Additional MySQL HeatWave Enhancements
JavaScript support (limited availability): Enables customers to write stored procedures and functions in JavaScript and execute them inside MySQL HeatWave. This makes it easier for developers to write rich application logic in JavaScript and get high performance by executing the program inside the MySQL database. The performance of JavaScript applications is improved since data is not transferred from the database to the client and code is just-in-time (JIT) compiled in the GraalVM runtime.
- JSON acceleration: Developers and DBAs can now take advantage of HeatWave for real-time analytics on JSON documents stored in the MySQL database, accelerating queries by orders of magnitude.
- New analytic operators: With support for new analytic operators including CUBE, Hyper Log Log, Qualify, and Table sample, customers can migrate more workloads to MySQL HeatWave.
- Bulk ingest into MySQL HeatWave: Support for parallel building of index sub-trees while bulk loading data from CSV files helps customers achieve a 10X improvement in data ingestion performance over Amazon Aurora. As a result, data can be queried sooner and the system resources used for loading data are freed up much faster, lowering costs for customers.
“The MySQL HeatWave engineering team is clearly doubling down on AI and machine learning innovation,” said Steve McDowell, principal analyst and founding partner, NAND Research. “Not only can customers now train ML models on data both in the database and in object storage with full automation, but with the new generative AI and vector store capabilities they’ll be able to interact with HeatWave in natural language, and they’ll receive accurate answers for their own business purposes only—based on their own enterprise data in addition to publicly available data. The flexibility to use whichever LLMs organizations prefer continues to demonstrate the open and collaborative approach of the MySQL HeatWave engineering team.”

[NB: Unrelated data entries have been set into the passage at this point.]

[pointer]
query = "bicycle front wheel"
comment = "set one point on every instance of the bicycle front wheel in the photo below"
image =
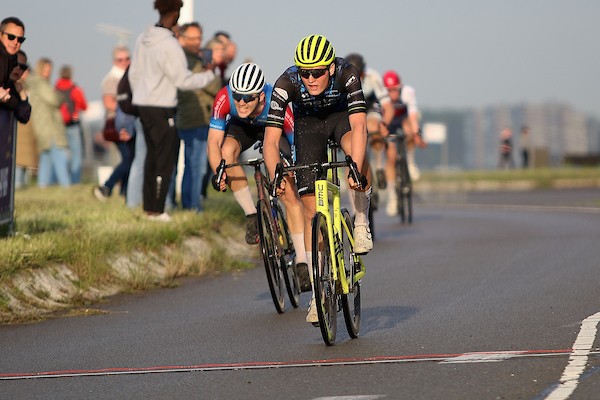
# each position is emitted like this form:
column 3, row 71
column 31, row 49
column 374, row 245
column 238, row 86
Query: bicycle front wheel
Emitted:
column 292, row 283
column 324, row 283
column 350, row 300
column 270, row 257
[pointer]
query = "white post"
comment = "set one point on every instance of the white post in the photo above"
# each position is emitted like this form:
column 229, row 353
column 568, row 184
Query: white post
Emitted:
column 186, row 14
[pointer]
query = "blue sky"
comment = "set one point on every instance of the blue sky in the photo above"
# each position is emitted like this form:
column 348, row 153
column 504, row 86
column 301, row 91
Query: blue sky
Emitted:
column 456, row 53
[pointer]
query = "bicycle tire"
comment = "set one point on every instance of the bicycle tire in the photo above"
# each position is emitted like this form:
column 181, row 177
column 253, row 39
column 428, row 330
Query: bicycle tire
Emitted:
column 324, row 284
column 270, row 257
column 292, row 283
column 351, row 300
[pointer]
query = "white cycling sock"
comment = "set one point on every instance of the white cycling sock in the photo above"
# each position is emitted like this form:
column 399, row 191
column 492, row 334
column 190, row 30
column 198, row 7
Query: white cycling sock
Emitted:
column 244, row 199
column 309, row 262
column 298, row 241
column 379, row 158
column 361, row 205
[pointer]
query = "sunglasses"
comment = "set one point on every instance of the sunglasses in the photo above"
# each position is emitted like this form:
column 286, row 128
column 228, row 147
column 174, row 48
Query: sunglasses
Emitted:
column 12, row 37
column 316, row 73
column 246, row 97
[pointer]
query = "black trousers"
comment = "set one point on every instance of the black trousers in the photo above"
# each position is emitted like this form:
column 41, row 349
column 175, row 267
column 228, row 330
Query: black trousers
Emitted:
column 162, row 145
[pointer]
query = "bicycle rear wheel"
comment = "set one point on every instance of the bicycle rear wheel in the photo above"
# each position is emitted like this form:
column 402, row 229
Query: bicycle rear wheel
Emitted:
column 286, row 260
column 270, row 258
column 351, row 300
column 324, row 284
column 404, row 191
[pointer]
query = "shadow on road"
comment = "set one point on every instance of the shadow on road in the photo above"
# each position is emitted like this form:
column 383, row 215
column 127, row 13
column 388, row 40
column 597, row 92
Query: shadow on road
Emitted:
column 384, row 318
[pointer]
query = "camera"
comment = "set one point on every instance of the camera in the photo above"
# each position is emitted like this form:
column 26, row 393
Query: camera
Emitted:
column 206, row 56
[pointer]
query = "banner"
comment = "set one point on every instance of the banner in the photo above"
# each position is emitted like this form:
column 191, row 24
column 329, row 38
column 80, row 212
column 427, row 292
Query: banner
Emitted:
column 7, row 165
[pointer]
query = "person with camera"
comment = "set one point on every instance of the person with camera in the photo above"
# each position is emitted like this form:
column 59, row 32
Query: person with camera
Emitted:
column 158, row 68
column 194, row 109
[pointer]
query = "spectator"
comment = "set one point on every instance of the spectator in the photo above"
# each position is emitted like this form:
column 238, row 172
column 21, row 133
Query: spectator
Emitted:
column 74, row 104
column 192, row 119
column 157, row 70
column 26, row 156
column 506, row 160
column 525, row 144
column 48, row 126
column 126, row 145
column 12, row 31
column 19, row 101
column 111, row 80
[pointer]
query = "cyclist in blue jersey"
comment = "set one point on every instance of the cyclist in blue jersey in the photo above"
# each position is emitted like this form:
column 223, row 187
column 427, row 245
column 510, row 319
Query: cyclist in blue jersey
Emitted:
column 238, row 121
column 328, row 102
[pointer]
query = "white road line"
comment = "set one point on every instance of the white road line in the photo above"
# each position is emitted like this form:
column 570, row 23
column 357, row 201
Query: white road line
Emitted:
column 578, row 359
column 469, row 358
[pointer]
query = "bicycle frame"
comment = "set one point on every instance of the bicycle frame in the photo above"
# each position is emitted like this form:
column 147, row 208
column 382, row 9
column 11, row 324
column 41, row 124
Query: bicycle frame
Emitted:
column 328, row 203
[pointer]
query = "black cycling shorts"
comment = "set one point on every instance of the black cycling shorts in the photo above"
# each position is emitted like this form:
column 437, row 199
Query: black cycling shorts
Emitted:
column 310, row 139
column 247, row 135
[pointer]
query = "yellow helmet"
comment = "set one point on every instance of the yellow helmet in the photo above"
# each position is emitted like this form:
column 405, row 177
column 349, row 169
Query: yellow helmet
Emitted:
column 314, row 51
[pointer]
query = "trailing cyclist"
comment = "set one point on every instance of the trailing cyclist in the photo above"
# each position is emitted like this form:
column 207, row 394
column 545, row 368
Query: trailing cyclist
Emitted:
column 238, row 121
column 328, row 102
column 379, row 115
column 406, row 118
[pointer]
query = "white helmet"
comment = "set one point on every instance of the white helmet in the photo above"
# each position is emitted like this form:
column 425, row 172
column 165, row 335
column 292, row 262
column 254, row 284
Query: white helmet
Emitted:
column 247, row 79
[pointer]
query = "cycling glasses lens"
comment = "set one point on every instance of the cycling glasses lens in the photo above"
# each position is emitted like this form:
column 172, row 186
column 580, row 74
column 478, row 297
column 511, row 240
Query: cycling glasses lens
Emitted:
column 12, row 37
column 246, row 97
column 316, row 73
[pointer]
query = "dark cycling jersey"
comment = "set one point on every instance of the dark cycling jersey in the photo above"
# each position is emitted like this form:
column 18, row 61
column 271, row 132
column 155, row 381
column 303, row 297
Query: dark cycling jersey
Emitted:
column 249, row 130
column 317, row 118
column 344, row 93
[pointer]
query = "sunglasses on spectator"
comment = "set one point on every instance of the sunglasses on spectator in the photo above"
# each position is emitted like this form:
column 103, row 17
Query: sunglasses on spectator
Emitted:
column 12, row 37
column 246, row 97
column 316, row 73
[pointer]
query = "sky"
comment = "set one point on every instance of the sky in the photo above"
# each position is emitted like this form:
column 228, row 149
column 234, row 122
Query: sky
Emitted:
column 456, row 54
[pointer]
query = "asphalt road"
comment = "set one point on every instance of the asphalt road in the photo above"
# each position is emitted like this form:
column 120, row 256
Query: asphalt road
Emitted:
column 481, row 298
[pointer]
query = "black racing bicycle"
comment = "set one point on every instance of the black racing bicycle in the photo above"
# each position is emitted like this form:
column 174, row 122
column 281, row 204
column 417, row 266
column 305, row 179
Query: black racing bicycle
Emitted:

MySQL HeatWave is the only cloud service that provides transaction processing, real-time analytics, machine learning, data lake querying, and machine learning-powered automation within a single MySQL database service. A core part of Oracle’s distributed cloud strategy, MySQL HeatWave is available natively on OCI and Amazon Web Services, as part of the Oracle Database Service for Azure, and in customers’ data centers with OCI Dedicated Region.